I was born and bred in the Philippines, a tropical country lavished by endless summers, sand, and sea.
I love living here because it does not take much to be happy when you always have the sun on your side. Even if you are having a tough time, a smile is never far away, the perfect weather being the instigator. Even if I live in the city, I still get my Vitamin D fix and a steady supply of our own “fruit of the gods.”
Coconut palm trees thrive in sandy soil, in tropical areas with high humidity and high precipitation. They cannot tolerate cold weather. This has tremendous benefits for the Philippines, which is the second-largest producer of coconuts in the world and where every part of the tree is used for both culinary and non-culinary purposes.
In these parts, one coconut can take you to a surprising culinary adventure. Here’s how:
- Order a fresh coconut at a local restaurant or a sidewalk vendor. This costs around $0.50 here (but around $4 at Whole Foods — wow)
- Drink the fresh coconut juice slowly, OR
- Transfer the juice to your water bottle then chill (It is a drink best served cold), OR
- Buy VitaCoco from the supermarket
Then feel yourself heal as electrolytes and antioxidants make their way through your body.
Coconut water is known for its superior health benefits. It is loaded with potassium, magnesium, vitamin C, amino acids and electrolytes. It is a quick way to hydrate and recover lost nutrients and is a worthy substitute for sports drinks after an intense workout.
The coconut meat is the white edible fruit that lines the shell. You can scrape that off to eat.
But the meat is more fun and useful in cooking than just eating it directly.
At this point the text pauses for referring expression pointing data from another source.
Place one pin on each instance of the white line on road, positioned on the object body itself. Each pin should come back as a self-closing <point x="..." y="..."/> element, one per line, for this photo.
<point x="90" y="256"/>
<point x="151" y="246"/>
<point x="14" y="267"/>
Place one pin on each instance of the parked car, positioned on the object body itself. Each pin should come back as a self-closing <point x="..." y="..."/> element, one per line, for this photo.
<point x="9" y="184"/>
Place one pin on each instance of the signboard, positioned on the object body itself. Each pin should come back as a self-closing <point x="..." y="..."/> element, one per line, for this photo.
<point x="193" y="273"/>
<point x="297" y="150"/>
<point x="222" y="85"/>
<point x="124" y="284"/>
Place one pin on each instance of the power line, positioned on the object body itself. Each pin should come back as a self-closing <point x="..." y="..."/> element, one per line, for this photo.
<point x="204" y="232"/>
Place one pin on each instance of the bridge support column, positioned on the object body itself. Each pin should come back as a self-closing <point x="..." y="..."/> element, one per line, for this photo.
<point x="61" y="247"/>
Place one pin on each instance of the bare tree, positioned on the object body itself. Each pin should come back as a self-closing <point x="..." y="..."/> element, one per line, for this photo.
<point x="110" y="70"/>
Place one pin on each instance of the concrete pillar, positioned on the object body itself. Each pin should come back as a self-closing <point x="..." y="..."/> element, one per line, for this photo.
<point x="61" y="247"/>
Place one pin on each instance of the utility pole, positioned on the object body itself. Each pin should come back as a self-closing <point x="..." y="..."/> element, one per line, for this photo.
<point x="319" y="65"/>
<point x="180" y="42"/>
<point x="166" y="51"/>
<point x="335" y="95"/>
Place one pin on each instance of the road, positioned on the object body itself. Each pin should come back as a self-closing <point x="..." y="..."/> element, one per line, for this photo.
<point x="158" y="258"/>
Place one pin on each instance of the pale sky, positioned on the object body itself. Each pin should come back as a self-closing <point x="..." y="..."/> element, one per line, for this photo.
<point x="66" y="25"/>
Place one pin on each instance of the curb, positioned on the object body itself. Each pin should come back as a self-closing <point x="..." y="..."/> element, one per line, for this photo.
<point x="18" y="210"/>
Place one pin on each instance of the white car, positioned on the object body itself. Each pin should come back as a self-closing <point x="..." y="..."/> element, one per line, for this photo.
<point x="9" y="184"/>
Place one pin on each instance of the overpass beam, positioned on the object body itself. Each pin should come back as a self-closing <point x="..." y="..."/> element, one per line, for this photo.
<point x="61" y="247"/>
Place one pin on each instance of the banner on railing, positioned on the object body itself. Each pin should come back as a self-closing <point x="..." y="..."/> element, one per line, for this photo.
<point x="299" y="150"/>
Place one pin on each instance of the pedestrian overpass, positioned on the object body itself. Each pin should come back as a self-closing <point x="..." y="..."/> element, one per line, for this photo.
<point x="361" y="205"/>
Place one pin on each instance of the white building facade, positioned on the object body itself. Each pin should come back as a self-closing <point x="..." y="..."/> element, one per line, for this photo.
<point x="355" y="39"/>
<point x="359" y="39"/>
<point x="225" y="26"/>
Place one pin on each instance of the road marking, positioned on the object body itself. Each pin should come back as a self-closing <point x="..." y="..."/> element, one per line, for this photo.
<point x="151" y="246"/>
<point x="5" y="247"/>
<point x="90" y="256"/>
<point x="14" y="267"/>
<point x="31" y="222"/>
Here’s how:
- Scrape off the coconut meat from the shell using a spoon
- Slice the meat and add to a chicken dish like Chicken Binakol
- Grate the scraped off coconut meat using a food processor
- Toast the grated coconut meat and turn them into sweetened coconut flakes you can use to garnish cakes or ice cream
- Extract milk from the grated coconut meat
- Use it to make vegan Indian or Thai dishes or this delightful Spicy Coconut Mussels With Lemongrass by Melissa Clark
Coconut milk is essential for vegan cooking because it has a thicker base than soy or almond milk. Coconut milk also helps an Asian dish that has ginger and cilantro stand out. While the canned coconut milk passes muster, I recommend that you use freshly squeezed coconut milk which you can make at home. It tastes much better.
Non-vegans have a variety of options since coconut milk is a staple in many vegetable and meat-based Asian dishes. In the Philippines, coconut milk is mixed with taro or green beans, and a slew of pork dishes.